Y sigue. Los ataques contra los sojeros, que en definitiva ejercen su libre albedrío al vender o retener soja, a los que se les priva de financiación ilegalmente para forzarlos a vender a un tipo de cambio de robo, son otra prueba de que la libertad está en riesgo. Reforzada por la amenaza de un nuevo IAPI, la expresión más nefasta, tiránica y corrupta del peronismo originario. Como siempre, empiezan como la idea de un loco, o un error en la dosis de Cristina que la hace eclosionar, hasta que se instala como proyecto político a un paso de hacerse ley. O decreto, da lo mismo.
Esas ideas son la cabeza de playa de otros experimentos que van saliendo del bolsillo de payaso cristinista, nuevos resentimientos y viejos sueños que avanzan en una domesticación de las empresas y que culminan en la reforma de la Constitución, que parece no haber sido suficientemente devaluada con las reformas inspiradas por Alfonsín. Dentro de ese paquete hay que incluir la liberación de presos – excusa para liberar corruptos – y la epopeya para la redención de la dueña del Senado. Todo en nombre del virus, otra vez.

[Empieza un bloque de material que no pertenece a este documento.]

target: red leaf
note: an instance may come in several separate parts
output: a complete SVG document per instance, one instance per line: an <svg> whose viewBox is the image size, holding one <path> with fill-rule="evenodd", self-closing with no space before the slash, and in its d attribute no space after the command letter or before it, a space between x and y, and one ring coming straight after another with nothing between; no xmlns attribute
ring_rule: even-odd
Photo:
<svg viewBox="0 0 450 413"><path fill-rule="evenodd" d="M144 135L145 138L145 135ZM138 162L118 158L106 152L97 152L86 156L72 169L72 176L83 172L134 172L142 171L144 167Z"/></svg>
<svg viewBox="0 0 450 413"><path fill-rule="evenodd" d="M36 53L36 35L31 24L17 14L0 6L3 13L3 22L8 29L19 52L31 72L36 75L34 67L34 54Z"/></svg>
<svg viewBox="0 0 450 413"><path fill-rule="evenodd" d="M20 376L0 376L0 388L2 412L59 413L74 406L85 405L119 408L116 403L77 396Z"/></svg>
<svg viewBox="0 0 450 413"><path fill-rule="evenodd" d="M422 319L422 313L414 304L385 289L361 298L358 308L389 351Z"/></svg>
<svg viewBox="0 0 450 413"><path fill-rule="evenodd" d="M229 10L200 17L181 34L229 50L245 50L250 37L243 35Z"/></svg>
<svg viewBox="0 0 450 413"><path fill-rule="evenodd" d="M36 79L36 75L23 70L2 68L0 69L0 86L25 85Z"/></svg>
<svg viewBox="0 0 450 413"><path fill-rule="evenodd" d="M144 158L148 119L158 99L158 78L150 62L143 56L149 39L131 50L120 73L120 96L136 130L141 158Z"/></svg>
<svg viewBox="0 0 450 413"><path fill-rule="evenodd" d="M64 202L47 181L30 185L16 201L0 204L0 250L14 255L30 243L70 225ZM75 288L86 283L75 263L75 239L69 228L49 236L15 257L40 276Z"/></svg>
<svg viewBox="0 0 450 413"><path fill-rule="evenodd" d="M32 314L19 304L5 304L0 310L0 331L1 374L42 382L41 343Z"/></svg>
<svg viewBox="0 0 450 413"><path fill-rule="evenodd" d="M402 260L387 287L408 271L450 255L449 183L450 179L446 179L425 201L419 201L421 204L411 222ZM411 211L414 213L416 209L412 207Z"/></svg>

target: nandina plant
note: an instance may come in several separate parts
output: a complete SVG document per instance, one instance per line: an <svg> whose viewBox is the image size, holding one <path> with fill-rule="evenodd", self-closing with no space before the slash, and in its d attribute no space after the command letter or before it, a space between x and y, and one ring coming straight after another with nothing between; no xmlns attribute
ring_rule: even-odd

La discusión-berrinche de Kicillof contra Rodríguez Larreta, en la que el futuroexPro terminó cediendo para congraciarse con Fernández, (que le fallará en la hora final) es otro atentado contra la libertad. Para no aislar las villas de AMBA, que son las que tienen el pico de brotes, o sea un aislamiento vertical como se recomienda, por falta de coraje el rey porteño y por miedo a su jefa y por demagogia el sátrapa bonaerense, se vuelve a encerrar a los sanos de uno y otro lado de la General Paz, una aduana seca de personas, mientras el narco reina libremente sin controles sanitarios ni de ninguna otra clase en las villas.
También en el nombre del virus se han decuplicado las pautas publicitarias del gobierno, explicando las bondades de quedarse en casa, en nombre de Argentina Presidencia y repetidas dos o tres veces por corte comercial, seguramente una razón para que se de tanta difusión a la supuesta apabullante popularidad presidencial en tantas encuestas anónimas. Avance hegemónico populista nada menor.
La eternización de la cerrazón tras la anulación de casi cinco millones de permisos de circulación – ya de por sí negación de toda libertad - muestra a un presidente cómodo con el cepo humano. Tanto que parece querer que no se termine nunca. Tal vez porque la economía que lo espera es peor que el Covid-19. Tal vez porque hay un proyecto superior al que la pandemia es funcional.